Posted on:2000-10-01Degree:Ph.DType:Dissertation
University:Drew UniversityCandidate:Bramhall, David DempsterFull Text:PDF
GTID:1465390014963715Subject:American history
Abstract/Summary:
In 1814, John Taylor of Caroline, Virginia, published An Inquiry into the Principles and Policy of the Government of the United States, a response some twenty years in the making to John Adam's A Defence of the Constitutions of Government of the United States of America. Adams responded to Taylor in a set of thirty-two letters. Historically celebrated as the philosopher of Jeffersonianism, Taylor provides access to the dominant American political ideology of the early nineteenth century, and a contrast to the discredited vision of Adam's federalism.
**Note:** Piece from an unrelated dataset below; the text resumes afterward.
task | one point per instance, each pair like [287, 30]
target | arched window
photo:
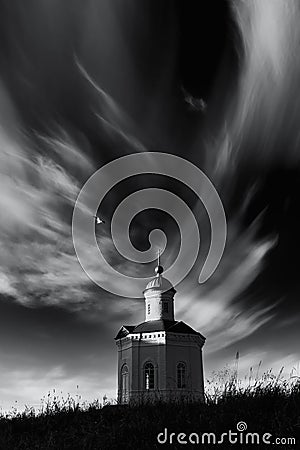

An examination of Taylor's thought demonstrates a political vision which represented a reaction to Lockean atomism and a cooption of the rising tide of democracy in America. Taylor's promotion of an organic vision of society, sanctified by a historicism of three ages, rationalized the rule by southern planters. By tarring Adams with the stigma of Hamiltonianism, monarchism, and an aristocracy of bankers and stock manipulators, the Jeffersonians, were able to discredit a political vision, with a puritan ancestry whose manifestation in Massachusetts was decidedly democratic. At its core, Taylor's thought justified a society which was not only built on the back of slaves, but one which presumed a deference of the yeoman to the planter. As a result of this study, the democratic mantel traditionally associated with Jeffersonianism can be seen as successful rhetoric whose focus was power rather than the principles celebrated in the Declaration of Independence.